Though audiences in the Twittersphere and beyond erupted into rapturous applause, observers were quick to question what they were hearing.
In the end, the entire episode wasn’t great PR for artificial intelligence or advanced speech technology. But that’s a shame, because the truth is that voice AI has enormous potential to empower consumers and deliver value to the companies deploying it — provided there’s a clear understanding of its purpose and limitations.
Voice AI in the wild
One of the best examples is ordering food.
Skyrocketing inflation has increased costs for restaurant owners, while labor shortages have made it difficult for them to meet customer demand (which decrease slowly after–lockdown). Some smaller restaurants have been ringing the phone, while some larger ones have even been forced to keep driving customers waitingwhich leads to frustration.
So they are increasingly turning to voice technology to pick up the slack.
It makes perfect sense.
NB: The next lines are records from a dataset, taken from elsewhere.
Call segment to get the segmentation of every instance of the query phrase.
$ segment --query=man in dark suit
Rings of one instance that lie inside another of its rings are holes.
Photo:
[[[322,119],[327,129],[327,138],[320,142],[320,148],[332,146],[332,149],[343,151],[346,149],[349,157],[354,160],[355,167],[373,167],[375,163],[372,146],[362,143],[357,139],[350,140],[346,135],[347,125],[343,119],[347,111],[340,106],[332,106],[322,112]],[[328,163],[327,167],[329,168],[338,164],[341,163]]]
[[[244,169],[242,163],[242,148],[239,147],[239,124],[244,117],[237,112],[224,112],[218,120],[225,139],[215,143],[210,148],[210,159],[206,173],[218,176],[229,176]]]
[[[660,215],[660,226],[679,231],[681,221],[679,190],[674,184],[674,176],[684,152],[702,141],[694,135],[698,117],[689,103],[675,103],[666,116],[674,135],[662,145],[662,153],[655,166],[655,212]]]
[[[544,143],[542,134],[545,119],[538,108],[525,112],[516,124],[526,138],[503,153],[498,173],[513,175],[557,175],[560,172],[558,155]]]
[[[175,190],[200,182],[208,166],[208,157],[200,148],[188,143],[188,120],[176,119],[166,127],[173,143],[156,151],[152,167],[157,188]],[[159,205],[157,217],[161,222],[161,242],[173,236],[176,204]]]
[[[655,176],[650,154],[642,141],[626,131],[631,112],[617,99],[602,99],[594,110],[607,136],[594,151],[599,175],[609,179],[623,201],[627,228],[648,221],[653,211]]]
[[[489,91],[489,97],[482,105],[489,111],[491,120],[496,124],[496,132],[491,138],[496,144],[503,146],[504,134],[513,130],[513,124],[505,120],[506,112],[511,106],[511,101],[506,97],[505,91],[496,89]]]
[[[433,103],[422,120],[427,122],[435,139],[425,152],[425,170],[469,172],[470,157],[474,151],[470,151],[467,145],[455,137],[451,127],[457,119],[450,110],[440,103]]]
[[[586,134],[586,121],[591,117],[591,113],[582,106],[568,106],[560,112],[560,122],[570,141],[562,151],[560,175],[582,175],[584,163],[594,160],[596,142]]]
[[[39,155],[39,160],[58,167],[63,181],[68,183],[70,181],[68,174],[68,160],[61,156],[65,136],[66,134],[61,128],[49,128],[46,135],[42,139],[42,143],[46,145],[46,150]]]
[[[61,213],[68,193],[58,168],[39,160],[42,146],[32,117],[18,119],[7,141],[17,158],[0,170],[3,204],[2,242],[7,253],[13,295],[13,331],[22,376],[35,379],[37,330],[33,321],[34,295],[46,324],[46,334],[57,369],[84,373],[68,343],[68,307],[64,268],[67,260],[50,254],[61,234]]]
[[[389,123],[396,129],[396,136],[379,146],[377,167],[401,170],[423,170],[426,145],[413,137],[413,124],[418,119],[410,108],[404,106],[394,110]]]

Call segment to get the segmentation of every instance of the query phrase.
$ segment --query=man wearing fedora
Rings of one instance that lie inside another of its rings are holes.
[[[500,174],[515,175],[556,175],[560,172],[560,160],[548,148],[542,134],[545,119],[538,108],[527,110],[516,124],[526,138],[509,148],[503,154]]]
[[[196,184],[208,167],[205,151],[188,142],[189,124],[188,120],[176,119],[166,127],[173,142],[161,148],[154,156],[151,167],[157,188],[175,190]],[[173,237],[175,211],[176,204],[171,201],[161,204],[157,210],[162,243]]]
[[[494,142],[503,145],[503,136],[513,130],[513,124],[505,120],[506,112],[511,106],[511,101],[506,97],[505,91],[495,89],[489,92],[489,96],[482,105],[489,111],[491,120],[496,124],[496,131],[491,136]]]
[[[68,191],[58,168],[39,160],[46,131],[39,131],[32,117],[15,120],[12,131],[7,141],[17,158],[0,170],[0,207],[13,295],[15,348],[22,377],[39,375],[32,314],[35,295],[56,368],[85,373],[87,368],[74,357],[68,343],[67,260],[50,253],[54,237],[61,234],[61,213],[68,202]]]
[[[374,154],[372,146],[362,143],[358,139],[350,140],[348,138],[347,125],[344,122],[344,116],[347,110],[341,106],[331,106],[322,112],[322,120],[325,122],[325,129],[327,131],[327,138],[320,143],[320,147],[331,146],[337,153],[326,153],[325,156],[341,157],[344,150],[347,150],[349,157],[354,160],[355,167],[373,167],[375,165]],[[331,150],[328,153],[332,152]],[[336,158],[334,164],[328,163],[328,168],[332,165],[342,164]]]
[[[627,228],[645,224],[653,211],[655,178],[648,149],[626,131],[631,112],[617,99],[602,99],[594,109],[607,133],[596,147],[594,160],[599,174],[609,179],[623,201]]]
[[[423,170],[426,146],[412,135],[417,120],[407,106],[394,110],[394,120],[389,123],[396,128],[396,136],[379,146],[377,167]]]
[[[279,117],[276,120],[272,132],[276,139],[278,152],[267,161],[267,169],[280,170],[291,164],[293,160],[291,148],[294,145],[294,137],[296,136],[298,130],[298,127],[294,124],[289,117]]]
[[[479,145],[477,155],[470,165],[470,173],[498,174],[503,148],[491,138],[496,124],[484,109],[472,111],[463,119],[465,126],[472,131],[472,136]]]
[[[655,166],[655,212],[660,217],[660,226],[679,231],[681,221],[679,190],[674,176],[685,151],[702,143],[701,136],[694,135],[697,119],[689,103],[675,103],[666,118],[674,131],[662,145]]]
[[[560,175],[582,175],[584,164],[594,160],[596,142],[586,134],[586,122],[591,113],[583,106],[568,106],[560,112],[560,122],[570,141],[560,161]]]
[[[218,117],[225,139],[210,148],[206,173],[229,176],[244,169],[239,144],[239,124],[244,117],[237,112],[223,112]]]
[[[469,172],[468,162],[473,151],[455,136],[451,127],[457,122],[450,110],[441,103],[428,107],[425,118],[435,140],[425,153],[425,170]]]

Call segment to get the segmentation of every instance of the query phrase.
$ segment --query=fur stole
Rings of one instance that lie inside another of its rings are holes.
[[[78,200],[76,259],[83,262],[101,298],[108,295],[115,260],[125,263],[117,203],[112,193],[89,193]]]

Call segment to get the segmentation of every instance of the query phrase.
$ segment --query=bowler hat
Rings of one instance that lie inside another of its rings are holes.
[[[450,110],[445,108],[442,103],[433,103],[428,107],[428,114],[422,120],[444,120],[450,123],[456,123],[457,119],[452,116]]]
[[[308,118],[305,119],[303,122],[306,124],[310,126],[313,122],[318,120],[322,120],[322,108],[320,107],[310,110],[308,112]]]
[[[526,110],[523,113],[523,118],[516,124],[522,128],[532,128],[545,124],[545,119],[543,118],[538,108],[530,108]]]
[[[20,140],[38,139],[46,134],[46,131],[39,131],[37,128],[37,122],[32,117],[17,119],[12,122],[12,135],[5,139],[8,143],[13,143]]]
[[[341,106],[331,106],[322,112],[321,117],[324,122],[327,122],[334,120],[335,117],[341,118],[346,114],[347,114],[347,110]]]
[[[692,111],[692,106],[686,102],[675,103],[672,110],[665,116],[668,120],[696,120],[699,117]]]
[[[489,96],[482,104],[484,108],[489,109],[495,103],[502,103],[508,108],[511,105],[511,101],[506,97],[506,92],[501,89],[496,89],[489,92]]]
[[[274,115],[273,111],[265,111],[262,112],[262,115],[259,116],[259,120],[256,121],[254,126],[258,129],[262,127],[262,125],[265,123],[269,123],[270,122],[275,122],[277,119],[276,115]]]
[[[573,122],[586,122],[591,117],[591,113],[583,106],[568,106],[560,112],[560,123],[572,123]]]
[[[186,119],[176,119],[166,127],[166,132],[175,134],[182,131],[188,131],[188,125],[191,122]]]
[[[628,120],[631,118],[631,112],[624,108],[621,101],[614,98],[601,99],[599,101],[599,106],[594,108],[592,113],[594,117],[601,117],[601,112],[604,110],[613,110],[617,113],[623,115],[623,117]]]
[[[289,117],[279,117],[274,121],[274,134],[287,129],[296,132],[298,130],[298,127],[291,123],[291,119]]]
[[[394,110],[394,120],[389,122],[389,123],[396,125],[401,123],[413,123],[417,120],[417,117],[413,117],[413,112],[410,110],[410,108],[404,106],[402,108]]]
As long as the speech technology is advanced enough – and you might be surprised how smart it is right now — by letting voice AI take an order, employees can get on with the important work of making great food and making sure the diners have a great experience.
No one is fooled in this scenario – this kind of voice AI tends to declare its non-human status when it’s not already clear. Customers are satisfied and service professionals are supported, not undermined.
Good service, no servants
So what about this idea: instead of each of us having our own personal humanoid Jeeves (as in the Google Duplex scenario), what if different brands and companies had their own assistants that formed a broad ecosystem of voice assistants? In this way, companies could assert their own brand identity and build one-to-one relationships with their customers without an intermediary. Customers for their part could deal with a voice AI that really know the goods or services the company has to offer, rather than an Alexa-style assistant trying to work its way through.
For example, the voice assistants of restaurants become familiar with the menu. They learn favorite combinations; they can make changes and suggestions; they learn to upsell. Why couldn’t that be replicated in the rest of the hospitality industry, retail or even professional services? The answer is: it could, and it is starting to happen.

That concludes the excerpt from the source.